Classical Era: Various Composers
Carl Michael Bellman
The Swedish poet and singer Carl Michael Bellman (1740 - 1795) was a contemporary of Wolfgang Amadeus Mozart. Already in his childhood Bellman showed a remarkable talent for singing and presentation. As an adult he sang everywhere, from the Royal Court in Kungliga Slottet in Stockholm till the salons, pubs and brothels in the same city. That’s a bit of a parallel with Mozart indeed!
He wrote about 1700 poems and songs. Many of them were about the daily life with for this era daring lyrics about booze, erotica, death and life’s wisdom. He often presented his songs in a tragical-comical or even parodic way.
Bellman accompanied himself on a Centrina - a kind of eleven string lute - and caught all kinds of catchy tunes for his songs. He did not compose himself, but he had a perfect sense for the right melody with his songs and a lot of friends who could help him with the music.
Thus, many of his songs are set to popular melodies from his time.

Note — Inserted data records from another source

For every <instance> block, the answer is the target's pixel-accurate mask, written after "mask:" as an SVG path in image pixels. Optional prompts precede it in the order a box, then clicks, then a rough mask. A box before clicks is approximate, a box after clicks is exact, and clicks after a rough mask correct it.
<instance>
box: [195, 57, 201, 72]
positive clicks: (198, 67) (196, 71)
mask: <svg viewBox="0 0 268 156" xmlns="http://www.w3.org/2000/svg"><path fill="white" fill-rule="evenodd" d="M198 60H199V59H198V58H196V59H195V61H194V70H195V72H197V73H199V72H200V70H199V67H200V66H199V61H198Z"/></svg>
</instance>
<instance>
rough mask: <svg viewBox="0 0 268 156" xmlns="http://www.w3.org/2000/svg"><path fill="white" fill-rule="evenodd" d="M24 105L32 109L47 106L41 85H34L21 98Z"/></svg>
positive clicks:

These melodies are part of Sweden’s cultural heritage and even popular in our days! The songs are simple yet catchy. The Dutch singer Cornelis Vreeswijk (1937 - 1987), who was quite popular in Sweden, recorded a few of Bellman’s songs.
Bellman’s songs are mainly passed down in two collections, Fredman’s Epistles (1790) and Fredman’s Songs (1791). The clockmaker Fredman was one of the main characters from his songs.

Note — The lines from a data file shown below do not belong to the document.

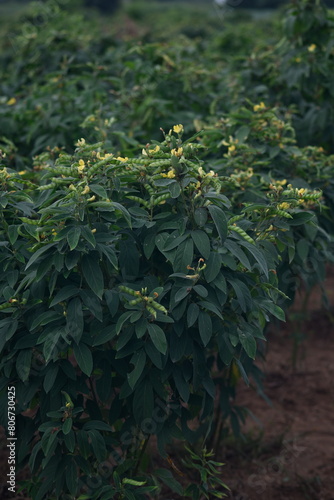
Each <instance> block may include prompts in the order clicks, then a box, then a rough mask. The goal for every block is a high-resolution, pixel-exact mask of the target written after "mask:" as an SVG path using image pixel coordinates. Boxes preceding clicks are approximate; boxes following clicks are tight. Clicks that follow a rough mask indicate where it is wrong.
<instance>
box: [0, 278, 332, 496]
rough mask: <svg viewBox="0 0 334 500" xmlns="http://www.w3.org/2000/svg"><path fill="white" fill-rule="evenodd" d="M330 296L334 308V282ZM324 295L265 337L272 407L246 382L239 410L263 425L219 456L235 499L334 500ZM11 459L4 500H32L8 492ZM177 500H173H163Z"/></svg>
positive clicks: (326, 315)
mask: <svg viewBox="0 0 334 500" xmlns="http://www.w3.org/2000/svg"><path fill="white" fill-rule="evenodd" d="M326 289H327V290H328V292H329V296H330V302H331V304H332V305H334V297H333V295H332V294H333V290H334V276H330V277H329V278H328V279H327V281H326ZM319 296H320V293H319V290H315V291H314V292H313V293H312V295H311V299H310V301H309V304H310V306H309V309H308V312H307V314H303V315H301V314H300V313H298V307H300V305H301V303H302V300H300V301H298V300H297V306H295V308H294V311H291V312H290V314H289V318H288V322H287V323H286V324H283V323H281V324H279V325H276V326H275V327H273V328H271V331H270V333H269V334H268V336H267V337H268V339H269V342H268V352H267V356H266V362H264V363H259V367H260V368H261V369H262V370H263V371H264V373H265V375H266V380H265V382H264V390H265V393H266V395H267V396H268V397H269V399H270V400H271V402H272V405H271V406H270V405H268V403H267V402H266V401H264V400H263V399H262V398H261V397H260V396H259V395H257V394H256V393H255V391H254V390H253V389H252V388H247V387H246V386H245V384H244V383H240V387H239V388H238V397H237V403H238V405H241V406H246V407H247V408H248V409H249V410H250V411H251V412H252V413H253V414H254V415H255V416H256V417H257V419H259V420H260V421H261V423H259V422H256V421H254V420H253V419H252V418H248V420H247V422H246V425H245V427H244V429H243V432H244V434H245V436H246V438H245V440H244V441H241V442H239V443H235V442H233V441H231V442H230V443H229V444H228V445H227V446H226V448H225V449H224V451H223V453H222V456H221V457H219V456H218V457H217V458H218V459H220V458H221V459H222V460H223V461H224V463H225V466H224V467H223V470H222V479H223V480H224V481H225V482H226V484H227V485H228V486H229V487H230V489H231V491H230V493H229V495H228V497H227V498H229V499H230V500H283V499H284V500H334V388H333V384H332V380H333V378H334V358H333V352H334V311H333V310H332V311H331V312H328V311H327V312H326V311H325V310H324V309H321V304H320V301H319ZM294 339H297V341H298V342H299V343H298V349H297V350H296V349H294V348H295V347H296V345H297V342H296V340H295V341H294ZM298 339H299V340H298ZM301 339H303V340H302V341H300V340H301ZM3 443H4V441H3V439H2V440H1V442H0V444H1V445H2V444H3ZM1 447H2V446H1ZM6 457H7V456H6V453H5V452H3V453H2V455H0V498H1V500H5V499H6V500H7V499H11V500H16V499H17V500H18V499H21V500H22V499H23V498H27V497H24V496H22V494H17V495H13V494H11V493H9V492H8V491H7V488H6V480H7V479H6V473H7V470H8V466H7V458H6ZM175 458H176V461H177V457H175ZM159 462H160V460H159V459H157V465H158V464H159ZM159 465H161V466H164V467H166V466H167V467H168V465H167V463H166V462H165V463H163V464H162V463H161V464H159ZM178 479H180V478H178ZM181 481H182V482H183V479H181ZM176 497H177V495H173V494H170V493H169V494H167V495H166V496H165V495H162V496H161V500H162V498H166V499H167V498H168V499H169V500H173V499H174V498H176Z"/></svg>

Click the title for playback and sheet music:
Fredman’s Epistle Nr. 71 is a love song, titled Ulla, min Ulla. There even is a contemporary setting of this song by the Dutch/Swedish singer Cornelis Vreeswijk (1937 - 1987). It is a quiet melody that requires no hurry.
The instrumental arrangement was made by the Swede Carl Oscar Boije af Gennäs (1849-1923). He was an insurance agent and had one big hobby: guitar music. He was an amateur player himself and had insatiable passion for collecting scores of guitar music. He possessed prints and manuscripts of almost all major 19th century composers for the guitar. After his death the complete collection was donated to the Statens Musikbibliothek, the Swedish national library for music.
At this moment the complete so called Boije Collection is available in the public domain. In this way it has become a major source for my own settings of 19th century guitar music.